The combination of three factors—'formalisation' of unorganised sector, 'financialisation' of Indian savings and 'functionalisation' of Indian companies leading to competitiveness—creates better growth opportunities, the fund manager said.

SIPs Have Become Popular

Edelweiss AMC MD and Chief Executive Officer Radhika Gupta highlighted how SIPs have worked well for Indian investors and entered mainstream parlance.

A 10-year investment horizon for investors opting for the SIP route in the equity segment can make meaningful returns, even in a 0-10% flat range, she said.

"SIPs solves a problem for investors—one of getting into a savings habit and then earning a meaningful return on it. I believe the Rs 16,000 crore SIP book we have will probably be about double the size of Rs 30,000-35,000 crore five years from now," she said.

She also expressed optimism in Indian entrepreneurs, backed by domestic investments, building successful businesses in this decade and taking the India story forward.

Diversify Portfolio, Embrace Volatility

DSP Mutual Fund MD and CEO Kalpen Parekh said Indian investors who remain invested, have a diversified portfolio and take advantage of multiple asset classes are doing well.

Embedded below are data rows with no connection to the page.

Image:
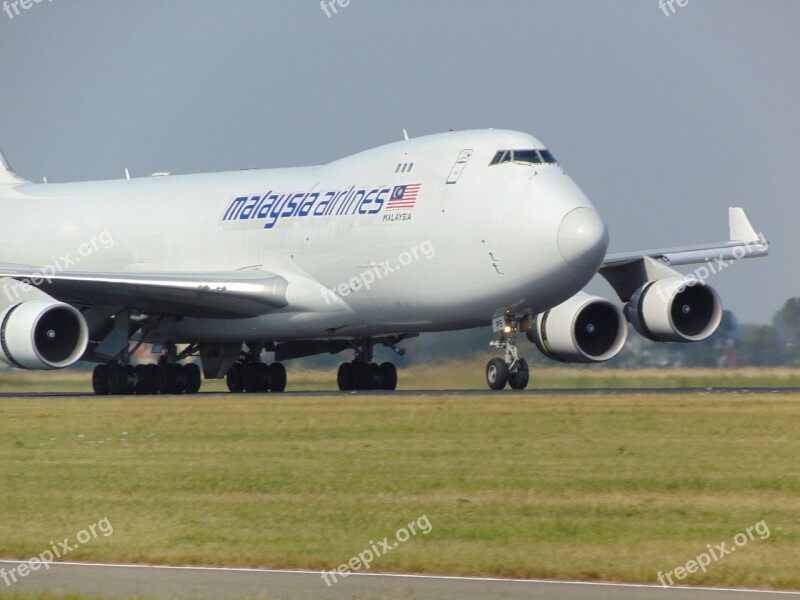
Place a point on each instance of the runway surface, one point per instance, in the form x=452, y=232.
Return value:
x=439, y=393
x=200, y=582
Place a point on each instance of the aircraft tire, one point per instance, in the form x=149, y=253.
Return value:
x=497, y=373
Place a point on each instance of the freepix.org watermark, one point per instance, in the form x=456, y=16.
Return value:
x=376, y=550
x=714, y=266
x=668, y=6
x=57, y=550
x=702, y=561
x=102, y=241
x=365, y=279
x=12, y=7
x=329, y=6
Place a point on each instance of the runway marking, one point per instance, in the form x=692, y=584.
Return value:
x=412, y=576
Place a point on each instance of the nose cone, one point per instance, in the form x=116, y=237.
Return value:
x=583, y=238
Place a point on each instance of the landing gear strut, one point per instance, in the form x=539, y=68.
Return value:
x=363, y=374
x=252, y=376
x=119, y=378
x=511, y=369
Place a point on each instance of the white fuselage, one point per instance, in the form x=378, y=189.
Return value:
x=499, y=238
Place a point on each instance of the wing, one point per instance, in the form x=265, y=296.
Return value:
x=238, y=294
x=628, y=271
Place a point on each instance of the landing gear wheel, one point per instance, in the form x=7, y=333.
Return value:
x=363, y=375
x=256, y=378
x=518, y=376
x=146, y=380
x=235, y=379
x=346, y=377
x=497, y=373
x=119, y=383
x=277, y=377
x=388, y=376
x=100, y=380
x=374, y=377
x=171, y=379
x=193, y=381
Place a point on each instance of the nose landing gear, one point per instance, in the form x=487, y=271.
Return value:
x=510, y=369
x=363, y=374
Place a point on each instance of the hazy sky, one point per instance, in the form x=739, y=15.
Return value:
x=664, y=121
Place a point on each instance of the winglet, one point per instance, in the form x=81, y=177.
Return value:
x=7, y=174
x=740, y=227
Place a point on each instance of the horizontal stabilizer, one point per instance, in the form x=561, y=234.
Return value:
x=741, y=229
x=7, y=174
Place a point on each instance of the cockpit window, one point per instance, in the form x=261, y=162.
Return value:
x=501, y=156
x=528, y=157
x=548, y=157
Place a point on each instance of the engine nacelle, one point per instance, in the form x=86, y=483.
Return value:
x=584, y=329
x=676, y=309
x=42, y=334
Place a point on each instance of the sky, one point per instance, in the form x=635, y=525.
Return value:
x=663, y=117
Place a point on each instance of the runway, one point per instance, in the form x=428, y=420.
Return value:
x=113, y=581
x=442, y=393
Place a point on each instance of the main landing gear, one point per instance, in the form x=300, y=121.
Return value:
x=511, y=369
x=251, y=375
x=363, y=374
x=167, y=377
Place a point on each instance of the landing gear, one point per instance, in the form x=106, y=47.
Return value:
x=167, y=377
x=363, y=374
x=511, y=369
x=497, y=374
x=252, y=376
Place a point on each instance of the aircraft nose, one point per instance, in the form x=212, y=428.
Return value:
x=583, y=237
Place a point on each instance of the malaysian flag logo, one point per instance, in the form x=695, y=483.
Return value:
x=403, y=197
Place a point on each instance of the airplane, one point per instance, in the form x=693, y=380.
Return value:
x=448, y=231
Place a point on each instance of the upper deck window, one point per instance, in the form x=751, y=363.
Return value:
x=528, y=157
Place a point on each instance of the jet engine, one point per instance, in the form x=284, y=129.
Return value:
x=42, y=334
x=584, y=329
x=675, y=309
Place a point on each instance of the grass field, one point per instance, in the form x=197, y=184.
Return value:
x=461, y=375
x=596, y=488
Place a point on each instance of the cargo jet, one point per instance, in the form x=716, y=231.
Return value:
x=443, y=232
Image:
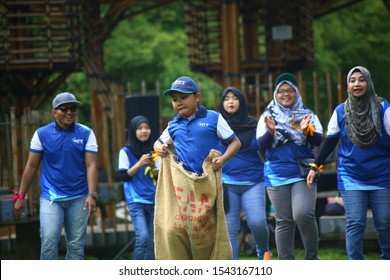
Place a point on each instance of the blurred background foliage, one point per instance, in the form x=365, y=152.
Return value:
x=151, y=47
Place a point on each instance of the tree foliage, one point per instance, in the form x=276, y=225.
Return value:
x=358, y=35
x=152, y=47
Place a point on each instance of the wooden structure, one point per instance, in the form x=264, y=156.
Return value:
x=240, y=43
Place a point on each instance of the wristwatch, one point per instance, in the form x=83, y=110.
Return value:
x=94, y=195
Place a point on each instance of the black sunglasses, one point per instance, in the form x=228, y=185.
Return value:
x=64, y=108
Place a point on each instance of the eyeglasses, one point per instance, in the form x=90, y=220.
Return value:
x=289, y=91
x=64, y=108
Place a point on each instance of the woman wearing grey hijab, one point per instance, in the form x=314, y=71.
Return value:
x=362, y=123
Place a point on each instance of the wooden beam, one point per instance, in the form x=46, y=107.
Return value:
x=231, y=43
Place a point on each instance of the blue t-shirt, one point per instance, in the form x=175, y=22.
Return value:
x=245, y=168
x=140, y=188
x=193, y=139
x=64, y=174
x=360, y=168
x=280, y=166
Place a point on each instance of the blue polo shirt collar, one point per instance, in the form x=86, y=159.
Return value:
x=201, y=113
x=59, y=128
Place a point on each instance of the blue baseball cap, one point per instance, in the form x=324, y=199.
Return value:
x=286, y=77
x=184, y=85
x=62, y=98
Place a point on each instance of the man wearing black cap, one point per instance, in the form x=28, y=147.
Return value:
x=68, y=152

"The beauty of Indian investors is embracing volatility and acknowledging it always exists and not running away from it," he said.

Speaking about strategy, Parekh said it would be 'divide and rule'. "Divide asset classes across Indian and global stocks, gold and silver and bonds... India is probably the only emerging market where equities have done better than gold," he said.

Amid global uncertainties, over time volatility will be prevalent, and investors are advised to remain disciplined and keep long-term time horizon and diversification as keys to their arsenal.